This was in early 2015, before Trump was a candidate for the presidency, but the wheels were already in motion. Cohen had engaged a tech guy named John Gauger to help prime the pump for a Trump candidacy, according to the Journal, asking him to rig a non-scientific poll hosted at the Drudge Report.
It didn’t really work. That poll, completed on Feb. 2, 2015, ended up with Trump getting 5 percent of the vote, well behind Wisconsin Gov. Scott Walker, Sens. Rand Paul (R-Ky.) and Ted Cruz (R-Tex.) and even Ben Carson, now a member of Trump’s Cabinet.
We’ll come back to the bag of cash (which Cohen claims was actually a check) and how Cohen sought repayment for the investment, but let’s drill down on the online, click-in poll for a second. This particular compelling detail, after all, is as revealing as the one about the bag of cash.

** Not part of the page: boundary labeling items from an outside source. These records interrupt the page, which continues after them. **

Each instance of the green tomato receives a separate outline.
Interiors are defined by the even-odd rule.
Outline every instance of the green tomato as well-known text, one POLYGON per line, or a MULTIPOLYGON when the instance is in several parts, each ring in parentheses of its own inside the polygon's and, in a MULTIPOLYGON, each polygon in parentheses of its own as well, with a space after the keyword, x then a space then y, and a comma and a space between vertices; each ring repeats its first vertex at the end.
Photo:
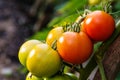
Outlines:
POLYGON ((27 56, 29 55, 29 52, 35 45, 40 43, 41 42, 39 40, 28 40, 22 44, 18 53, 18 58, 22 65, 26 66, 26 59, 27 56))
POLYGON ((89 0, 88 2, 90 5, 96 5, 96 4, 100 3, 100 1, 101 0, 89 0))
POLYGON ((55 75, 50 78, 44 78, 44 80, 78 80, 78 79, 74 79, 67 74, 62 74, 62 75, 55 75))
POLYGON ((26 80, 43 80, 43 79, 42 79, 42 78, 38 78, 38 77, 32 75, 31 72, 29 72, 29 73, 27 74, 27 76, 26 76, 26 80))
POLYGON ((48 44, 38 44, 27 58, 27 69, 37 77, 50 77, 61 68, 61 58, 48 44))
POLYGON ((64 32, 63 27, 53 28, 46 37, 46 43, 52 46, 54 41, 58 40, 58 38, 62 35, 63 32, 64 32))

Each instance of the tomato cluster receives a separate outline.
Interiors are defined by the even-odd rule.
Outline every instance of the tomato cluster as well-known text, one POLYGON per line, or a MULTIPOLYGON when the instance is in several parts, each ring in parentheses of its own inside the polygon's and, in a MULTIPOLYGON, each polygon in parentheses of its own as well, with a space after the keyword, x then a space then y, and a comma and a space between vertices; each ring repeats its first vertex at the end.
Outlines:
POLYGON ((62 72, 63 62, 78 65, 88 60, 94 42, 107 40, 115 22, 108 13, 94 11, 79 25, 79 32, 76 27, 55 27, 48 33, 46 43, 28 40, 21 46, 18 57, 29 71, 26 80, 78 80, 62 72))

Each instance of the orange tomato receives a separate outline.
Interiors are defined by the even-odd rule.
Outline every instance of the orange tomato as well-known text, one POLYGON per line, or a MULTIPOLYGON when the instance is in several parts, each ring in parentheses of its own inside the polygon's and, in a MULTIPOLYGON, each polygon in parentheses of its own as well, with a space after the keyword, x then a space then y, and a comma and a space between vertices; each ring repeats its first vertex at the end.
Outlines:
POLYGON ((64 61, 81 64, 90 57, 93 44, 84 32, 65 32, 57 41, 57 50, 64 61))
POLYGON ((105 41, 112 35, 115 21, 104 11, 94 11, 86 16, 82 26, 93 41, 105 41))

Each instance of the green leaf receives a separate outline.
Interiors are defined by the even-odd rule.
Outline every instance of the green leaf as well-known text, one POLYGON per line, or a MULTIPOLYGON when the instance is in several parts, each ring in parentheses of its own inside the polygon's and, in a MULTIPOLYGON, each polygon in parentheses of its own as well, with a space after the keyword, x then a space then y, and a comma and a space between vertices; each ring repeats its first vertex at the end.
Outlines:
POLYGON ((87 4, 87 0, 70 0, 64 6, 62 6, 57 12, 60 15, 55 17, 49 22, 48 26, 51 27, 55 24, 61 22, 67 16, 72 14, 77 14, 77 11, 80 13, 84 11, 85 4, 87 4))

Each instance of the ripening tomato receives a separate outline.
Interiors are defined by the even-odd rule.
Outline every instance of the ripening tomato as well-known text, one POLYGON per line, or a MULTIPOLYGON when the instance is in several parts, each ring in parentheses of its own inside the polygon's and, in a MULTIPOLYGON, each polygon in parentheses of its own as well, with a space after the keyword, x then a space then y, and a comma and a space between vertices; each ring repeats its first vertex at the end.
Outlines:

First of all, that Trump’s team was cheating and still only garnered 24,000 votes is somewhat remarkable. Computer scripts can vote a lot more frequently than once every four seconds — if done right. The Journal says Cohen had hired Gauger the year prior to try to rig another poll at CNBC in which Trump also fared particularly poorly, suggesting that perhaps Gauger’s ineptitude at this particular task had somehow gone unnoticed by Cohen.

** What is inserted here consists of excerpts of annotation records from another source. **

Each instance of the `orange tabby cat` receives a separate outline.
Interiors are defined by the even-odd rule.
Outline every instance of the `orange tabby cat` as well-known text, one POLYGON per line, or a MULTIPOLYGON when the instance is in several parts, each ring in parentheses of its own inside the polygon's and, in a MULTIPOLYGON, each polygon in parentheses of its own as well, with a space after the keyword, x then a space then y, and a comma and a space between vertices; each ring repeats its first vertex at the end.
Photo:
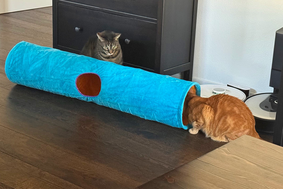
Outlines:
POLYGON ((223 94, 202 98, 190 92, 183 118, 184 125, 188 122, 193 126, 190 133, 196 134, 201 130, 207 137, 226 142, 244 135, 261 139, 256 131, 252 112, 239 99, 223 94))

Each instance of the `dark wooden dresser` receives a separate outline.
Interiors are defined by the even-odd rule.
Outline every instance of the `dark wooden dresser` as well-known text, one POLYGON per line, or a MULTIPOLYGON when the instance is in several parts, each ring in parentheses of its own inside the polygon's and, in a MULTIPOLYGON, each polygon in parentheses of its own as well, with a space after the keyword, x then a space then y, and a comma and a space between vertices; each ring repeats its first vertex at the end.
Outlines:
POLYGON ((124 65, 191 80, 197 0, 53 0, 53 47, 78 53, 97 32, 122 34, 124 65))

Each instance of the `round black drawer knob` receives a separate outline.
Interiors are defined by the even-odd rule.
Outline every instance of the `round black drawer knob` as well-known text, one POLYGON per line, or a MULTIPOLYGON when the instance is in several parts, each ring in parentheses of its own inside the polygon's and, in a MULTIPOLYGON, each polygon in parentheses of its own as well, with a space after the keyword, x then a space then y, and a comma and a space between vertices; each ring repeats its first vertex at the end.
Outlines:
POLYGON ((130 41, 128 39, 126 39, 125 40, 125 43, 127 44, 128 44, 130 43, 130 41))
POLYGON ((82 31, 82 29, 78 27, 76 27, 75 28, 75 31, 77 32, 79 32, 80 31, 82 31))

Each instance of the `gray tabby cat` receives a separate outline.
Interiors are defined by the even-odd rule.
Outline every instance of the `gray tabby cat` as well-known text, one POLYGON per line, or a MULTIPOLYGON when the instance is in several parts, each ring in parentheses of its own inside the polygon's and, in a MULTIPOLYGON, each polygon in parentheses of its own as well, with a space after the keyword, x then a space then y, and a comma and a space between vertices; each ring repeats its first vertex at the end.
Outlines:
POLYGON ((110 31, 98 32, 90 38, 80 54, 121 65, 122 51, 118 40, 121 35, 110 31))

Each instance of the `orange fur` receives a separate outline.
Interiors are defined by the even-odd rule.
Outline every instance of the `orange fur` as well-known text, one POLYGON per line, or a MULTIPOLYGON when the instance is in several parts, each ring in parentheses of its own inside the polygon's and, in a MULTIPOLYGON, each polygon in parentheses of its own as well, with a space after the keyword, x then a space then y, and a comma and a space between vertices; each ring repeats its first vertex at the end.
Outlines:
POLYGON ((256 131, 254 118, 246 104, 225 94, 202 98, 188 93, 184 107, 192 134, 202 131, 207 137, 229 142, 244 135, 261 139, 256 131))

Update: Or maybe not. After that poll ended, Trump tweeted that it was “a joke,” as Politico’s Kyle Cheney spotted.
“I was in 9th place and taken off. (Politics?)" he wrote. Maybe — or maybe CNBC detected the vote-rigging. That possibility would explain why Cohen went back to Gauger a second time.
But remember, too, how much Trump focused on online polls once the general election campaign got underway in 2016. During the primaries, his popularity with Republicans kept him atop most polls. In the general, he consistently trailed Hillary Clinton and, following the presidential debates, was generally seen as having been soundly beaten. So he would turn to the sort of garbage polls that Cohen had tried to rig 18 months before, touting his overwhelming victories with the conservative audience at Drudge and his success in other post-debate polls at sites that were also often linked from the Drudge homepage.

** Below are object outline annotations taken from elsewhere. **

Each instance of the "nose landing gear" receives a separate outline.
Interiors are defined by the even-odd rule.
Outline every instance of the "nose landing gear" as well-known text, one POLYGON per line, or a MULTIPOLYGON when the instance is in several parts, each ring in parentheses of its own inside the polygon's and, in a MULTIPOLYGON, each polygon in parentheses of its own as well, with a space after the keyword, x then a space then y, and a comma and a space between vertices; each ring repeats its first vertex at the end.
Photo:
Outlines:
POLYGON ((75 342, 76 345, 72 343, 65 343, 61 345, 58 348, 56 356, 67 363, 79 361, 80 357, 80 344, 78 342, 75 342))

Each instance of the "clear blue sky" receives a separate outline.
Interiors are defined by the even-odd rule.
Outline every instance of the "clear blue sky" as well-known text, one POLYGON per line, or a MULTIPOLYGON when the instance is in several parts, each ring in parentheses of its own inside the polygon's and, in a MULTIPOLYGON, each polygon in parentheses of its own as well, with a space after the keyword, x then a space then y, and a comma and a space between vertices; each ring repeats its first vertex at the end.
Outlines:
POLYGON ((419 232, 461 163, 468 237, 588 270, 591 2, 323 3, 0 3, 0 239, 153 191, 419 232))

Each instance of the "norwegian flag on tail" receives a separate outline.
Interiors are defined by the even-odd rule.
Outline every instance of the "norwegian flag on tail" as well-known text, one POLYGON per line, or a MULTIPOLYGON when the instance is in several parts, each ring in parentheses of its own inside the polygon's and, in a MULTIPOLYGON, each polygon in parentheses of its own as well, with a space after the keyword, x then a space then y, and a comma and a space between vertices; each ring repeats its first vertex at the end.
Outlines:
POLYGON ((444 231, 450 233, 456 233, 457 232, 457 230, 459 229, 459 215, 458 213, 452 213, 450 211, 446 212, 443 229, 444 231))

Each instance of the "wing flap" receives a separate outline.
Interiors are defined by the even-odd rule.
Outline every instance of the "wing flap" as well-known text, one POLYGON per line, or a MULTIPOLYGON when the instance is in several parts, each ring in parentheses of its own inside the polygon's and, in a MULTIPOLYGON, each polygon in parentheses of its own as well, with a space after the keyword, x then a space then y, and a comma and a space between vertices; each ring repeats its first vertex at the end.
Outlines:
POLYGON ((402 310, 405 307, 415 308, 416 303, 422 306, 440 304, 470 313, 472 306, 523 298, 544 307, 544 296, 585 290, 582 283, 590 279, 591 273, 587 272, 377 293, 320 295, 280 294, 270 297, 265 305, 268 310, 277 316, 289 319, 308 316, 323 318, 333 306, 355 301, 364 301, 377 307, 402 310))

For Trump — not unlike other politicians, certainly — it has always been important to seem popular and dominant. Had the Drudge poll shown him in the lead, there is little question that Trump would have tweeted about it; instead, he ignored it. This was about four months before Trump formally announced his campaign at an event in Trump Tower, where a consulting firm working for the campaign had paid people to attend in order to boost the crowd. As he approached the lectern for that announcement, he wasted no time in pointing out the robustness of the audience, some already in “Make America Great Again” T-shirts.
So Cohen did something similar with this Drudge poll and then reportedly stiffed Gauger for his work (unless, of course, that was a very valuable boxing glove). That didn’t stop Cohen from billing the Trump Organization for the full amount of a $50,000 investment, the Journal writes — though this, again, isn’t much of a surprise. This is the same Michael Cohen who shortly before the election laid out $130,000 to keep adult-film actress Stormy Daniels from going public with her story about an alleged affair with Trump — an investment for which Cohen was repaid more than $400,000.
That payment to Daniels spawned one of the federal felonies to which Cohen admitted guilt last summer. It’s illegal to spend that much money to influence a campaign without it being campaign money and without reporting it. Lawrence Noble, former general counsel for the Federal Election Commission, said in an email to The Post on Thursday that the payment to Gauger could similarly cross legal boundaries.
“If Trump paid (or Cohen paid with the agreement of Trump) to have an online poll rigged for the purpose of influencing his run for election, it was a campaign expenditure,” he wrote. In a tweet shortly after the Journal’s report was published, Cohen indicated that the effort was at Trump’s behest.
“The issue is whether it was for the purpose of determining whether to run or help him when he made his announcement,” Noble continued. “If so, it could be considered a testing-the-waters expenditure. It could also be evidence he had already decided to run. Either way, it could be subject to the campaign finance laws.” That the $50,000 repayment may have come from the Trump Organization adds another legal problem, Noble added.
Consider the pattern here. In February and in June, Trump or people working for him tried to draw attention to his candidacy. Those doing the work, Gauger and the marketing firm that paid the attendees at the launch, were apparently either paid late (the latter) or underpaid.
Trump actually had a message that resonated with Republican voters: a hard line on immigration. It was a message amplified a few weeks after his campaign launch when business partners severed their relationships with him over his comments linking migrants from Mexico to crime and drugs. It was a message that boosted him into the lead in the Republican field for good, obviating the need for the sorts of gimmicks Cohen was working on.
For a while, anyway. The Journal report is a reinforcement that there were two points at which we see illicit investments by Cohen and the campaign meant to protect or goose the candidacy: Shortly before it began and shortly before Election Day — both points at which Trump seemed vulnerable. It raises the question: From June to October 2016, when Trump went from dominating the Republican field to trailing Clinton badly, why should we not assume that other surreptitious investments might have been made?